Líderes europeus, junto a Japão e Canadá, indicaram uma recusa educada ao plano no sábado (22), afirmando que ele “precisa de mais trabalho”.

Eles manifestaram preocupação com as limitações propostas para as forças armadas ucranianas, que poderiam deixar o país vulnerável a ataques.

Alguns líderes europeus veem esse momento como decisivo.

Gabrielius Landsbergis, ex-ministro das Relações Exteriores da Lituânia, declarou no sábado que a segurança da Ucrânia e da Europa agora é responsabilidade da Europa.

Há um mês, Zelensky afirmou que discutiu com Trump maneiras de fortalecer a defesa aérea ucraniana e que haviam opções concretas em andamento, mas essas possibilidades agora parecem perdidas.
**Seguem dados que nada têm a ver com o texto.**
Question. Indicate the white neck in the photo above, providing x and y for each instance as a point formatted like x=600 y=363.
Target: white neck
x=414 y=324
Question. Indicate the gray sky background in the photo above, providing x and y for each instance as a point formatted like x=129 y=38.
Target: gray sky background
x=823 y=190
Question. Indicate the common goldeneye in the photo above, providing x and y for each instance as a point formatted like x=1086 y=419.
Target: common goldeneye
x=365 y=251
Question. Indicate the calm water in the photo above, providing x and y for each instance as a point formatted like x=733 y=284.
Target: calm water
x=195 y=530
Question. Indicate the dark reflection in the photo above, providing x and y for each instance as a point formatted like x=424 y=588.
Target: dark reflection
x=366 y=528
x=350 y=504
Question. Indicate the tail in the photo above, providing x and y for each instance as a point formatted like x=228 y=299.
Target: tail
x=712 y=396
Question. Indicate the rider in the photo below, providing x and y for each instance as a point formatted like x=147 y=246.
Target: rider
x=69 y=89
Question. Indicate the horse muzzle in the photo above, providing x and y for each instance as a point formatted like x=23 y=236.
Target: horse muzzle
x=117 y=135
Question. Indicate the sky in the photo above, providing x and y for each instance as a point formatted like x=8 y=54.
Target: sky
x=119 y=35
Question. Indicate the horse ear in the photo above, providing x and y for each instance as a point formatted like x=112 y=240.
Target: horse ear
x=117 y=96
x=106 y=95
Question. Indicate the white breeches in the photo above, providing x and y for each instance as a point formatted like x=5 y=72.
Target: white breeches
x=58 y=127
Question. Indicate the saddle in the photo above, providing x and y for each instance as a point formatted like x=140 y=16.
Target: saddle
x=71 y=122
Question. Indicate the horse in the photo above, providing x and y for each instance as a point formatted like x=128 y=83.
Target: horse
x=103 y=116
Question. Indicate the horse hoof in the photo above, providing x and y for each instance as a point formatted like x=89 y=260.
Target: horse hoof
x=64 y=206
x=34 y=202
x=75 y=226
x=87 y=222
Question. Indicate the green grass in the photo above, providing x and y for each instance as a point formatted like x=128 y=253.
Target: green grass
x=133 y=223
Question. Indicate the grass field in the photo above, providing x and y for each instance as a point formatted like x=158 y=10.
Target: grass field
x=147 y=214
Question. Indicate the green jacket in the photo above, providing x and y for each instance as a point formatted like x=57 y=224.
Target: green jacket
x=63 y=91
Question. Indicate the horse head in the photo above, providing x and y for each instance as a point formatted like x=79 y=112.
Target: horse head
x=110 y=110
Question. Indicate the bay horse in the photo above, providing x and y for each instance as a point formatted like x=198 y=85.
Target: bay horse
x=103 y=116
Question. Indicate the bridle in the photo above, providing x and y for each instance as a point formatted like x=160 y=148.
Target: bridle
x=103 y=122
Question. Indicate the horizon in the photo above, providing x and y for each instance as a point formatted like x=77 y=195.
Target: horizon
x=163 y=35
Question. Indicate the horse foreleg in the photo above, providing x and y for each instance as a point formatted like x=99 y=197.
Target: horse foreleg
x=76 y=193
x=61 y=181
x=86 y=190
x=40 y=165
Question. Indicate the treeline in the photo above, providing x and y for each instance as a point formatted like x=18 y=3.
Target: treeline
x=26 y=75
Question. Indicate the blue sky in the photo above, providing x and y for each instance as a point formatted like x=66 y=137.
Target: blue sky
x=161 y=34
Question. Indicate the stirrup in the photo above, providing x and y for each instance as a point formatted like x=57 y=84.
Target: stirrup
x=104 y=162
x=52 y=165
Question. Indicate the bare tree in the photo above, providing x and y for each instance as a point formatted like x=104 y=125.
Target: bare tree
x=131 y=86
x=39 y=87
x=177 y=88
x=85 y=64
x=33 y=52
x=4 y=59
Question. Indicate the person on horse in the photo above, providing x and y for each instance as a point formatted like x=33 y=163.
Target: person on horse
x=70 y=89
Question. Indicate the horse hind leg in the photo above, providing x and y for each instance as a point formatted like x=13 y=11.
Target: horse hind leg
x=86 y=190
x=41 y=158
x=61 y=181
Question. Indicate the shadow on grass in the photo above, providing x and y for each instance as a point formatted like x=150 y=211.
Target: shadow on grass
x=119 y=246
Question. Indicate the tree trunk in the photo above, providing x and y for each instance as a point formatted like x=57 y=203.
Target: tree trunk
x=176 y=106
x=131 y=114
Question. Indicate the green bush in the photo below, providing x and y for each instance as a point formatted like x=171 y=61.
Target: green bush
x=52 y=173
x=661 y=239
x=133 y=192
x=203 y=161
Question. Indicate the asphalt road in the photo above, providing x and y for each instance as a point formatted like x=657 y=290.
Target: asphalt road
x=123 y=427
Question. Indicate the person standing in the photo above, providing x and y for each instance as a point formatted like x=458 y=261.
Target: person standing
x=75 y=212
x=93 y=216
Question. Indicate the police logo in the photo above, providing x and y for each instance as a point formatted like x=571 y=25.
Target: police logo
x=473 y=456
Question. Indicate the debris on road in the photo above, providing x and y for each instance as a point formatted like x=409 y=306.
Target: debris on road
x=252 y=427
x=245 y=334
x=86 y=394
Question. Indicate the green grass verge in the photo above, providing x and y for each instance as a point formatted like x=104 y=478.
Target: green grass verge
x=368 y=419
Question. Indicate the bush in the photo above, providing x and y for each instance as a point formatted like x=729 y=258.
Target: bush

A possível perda do fornecimento de armas e inteligência, com seu impacto em um campo de batalha que vem se inclinando para Moscou, é relevante, assim como afetar o suprimento energético da Ucrânia.

Ainda assim, isso é secundário diante da perspectiva de que os EUA estariam prontos para recompensar a agressão russa, ignorar a ocupação de território europeu e se distanciar da aliança mais bem-sucedida pela paz na era moderna.

A historiadora Anne Applebaum escreveu para The Atlantic que há uma tradição de grandes potências europeias fazendo acordos às custas dos países menores, resultando em sofrimentos terríveis.

Ela citou o pacto Molotov-Ribbentrop, que desencadeou a Segunda Guerra Mundial, o acordo de Yalta, que deu início à Guerra Fria, e afirmou que o pacto Witkoff-Dmitriev, se mantido, seguirá essa tradição.